S'il est rassuré quant à l'état d'esprit de son gardien, Bergevin convient que ses performances en fin de saison régulière et en séries éliminatoires ne l'ont pas satisfait.

«Carey n'a pas été à la hauteur en séries, c'est vrai. Il l'a admis. Je le lui ai dit aussi. Je ne sais pas si on aurait battu Ottawa, mais je suis convaincu qu'on n'aurait pas perdu en cinq matchs. S'il est vrai que Carey a connu des ennuis, ça n'a rien à voir avec le fait qu'il soit ou non capable de composer avec la pression. Il a gagné la médaille d'or au Championnat du monde de hockey junior. Il a gagné la Coupe Calder dans la Ligue américaine.

«De la pression, il en avait beaucoup dans ces étapes de sa carrière. Il en avait aussi beaucoup à son arrivée à Montréal. Ça ne l'a pas empêché de devenir rapidement l'un des meilleurs jeunes gardiens de la LNH. Carey est encore parmi l'élite, mais il semble avoir atteint un plateau au lieu d'atteindre le niveau que je le crois capable d'atteindre», a ajouté Bergevin.

C'est pour cette raison qu'après avoir laissé retomber la poussière, à la suite de l'élimination hâtive de son équipe, Bergevin, son entraîneur-chef Michel Therrien et les autres membres de l'état-major ont décidé de congédier Pierre Groulx. De partir à la recherche d'un nouvel entraîneur des gardiens qui guidera Price jusqu'à son plein potentiel.

Patience et prudence

À tous ceux, et ils sont nombreux, qui croient que le plein potentiel de Price est déjà atteint, Bergevin réplique qu'ils ont tort. Et qu'ils doivent s'attendre à voir Price encore longtemps à Montréal, car le directeur général du Canadien fera preuve de toute la patience nécessaire pour lui permettre d'atteindre ses objectifs.
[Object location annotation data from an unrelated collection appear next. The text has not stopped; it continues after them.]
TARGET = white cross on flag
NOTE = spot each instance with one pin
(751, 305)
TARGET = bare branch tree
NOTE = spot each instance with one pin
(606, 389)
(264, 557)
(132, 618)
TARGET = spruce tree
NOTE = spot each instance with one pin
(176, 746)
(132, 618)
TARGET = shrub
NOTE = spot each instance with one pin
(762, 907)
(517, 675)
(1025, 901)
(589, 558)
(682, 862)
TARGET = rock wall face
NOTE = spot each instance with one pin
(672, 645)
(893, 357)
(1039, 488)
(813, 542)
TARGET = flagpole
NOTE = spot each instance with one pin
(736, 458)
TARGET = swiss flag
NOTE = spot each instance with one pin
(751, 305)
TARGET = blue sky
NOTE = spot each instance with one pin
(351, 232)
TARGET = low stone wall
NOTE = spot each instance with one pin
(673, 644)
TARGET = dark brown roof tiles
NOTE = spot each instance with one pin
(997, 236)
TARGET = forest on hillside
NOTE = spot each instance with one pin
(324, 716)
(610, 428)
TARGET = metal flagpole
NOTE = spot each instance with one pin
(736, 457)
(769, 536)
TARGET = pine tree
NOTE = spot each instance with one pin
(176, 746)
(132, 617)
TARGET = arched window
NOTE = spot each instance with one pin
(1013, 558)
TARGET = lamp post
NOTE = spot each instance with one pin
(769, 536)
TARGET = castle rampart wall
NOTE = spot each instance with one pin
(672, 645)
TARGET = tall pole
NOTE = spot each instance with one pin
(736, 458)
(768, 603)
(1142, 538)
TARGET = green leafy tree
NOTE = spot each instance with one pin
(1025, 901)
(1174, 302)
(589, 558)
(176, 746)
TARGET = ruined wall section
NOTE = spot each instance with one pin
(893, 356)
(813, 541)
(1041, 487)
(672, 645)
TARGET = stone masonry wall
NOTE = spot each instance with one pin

«Si je mettais Carey sur le marché demain matin, je recevrais 29 offres avant la fin de la journée. Parce que je ne suis pas le seul à croire en Carey et en son talent. C'est unanime autour de la LNH. Disons que je l'échange et qu'il devient ailleurs qu'à Montréal le gardien que je crois qu'il deviendra. Disons qu'il gagne un trophée Vézina, une Coupe Stanley et même un Conn-Smythe: on va dire quoi de moi à Montréal? On va me traiter de tous les noms, et je vais perdre ma job. Je ne mériterais pas mieux, d'ailleurs», a convenu Bergevin.

«Il faut être patient dans le développement d'un gardien. Il faut être aussi très prudent», assure le DG du Canadien.

Bergevin ne craint-il pas d'être victime d'une trop grande patience? «Je demeure convaincu que non, car je crois en Carey. On verra avec le temps si j'ai raison. Mais ne retenez pas votre souffle. Car on est encore bien loin du bout de ma patience.»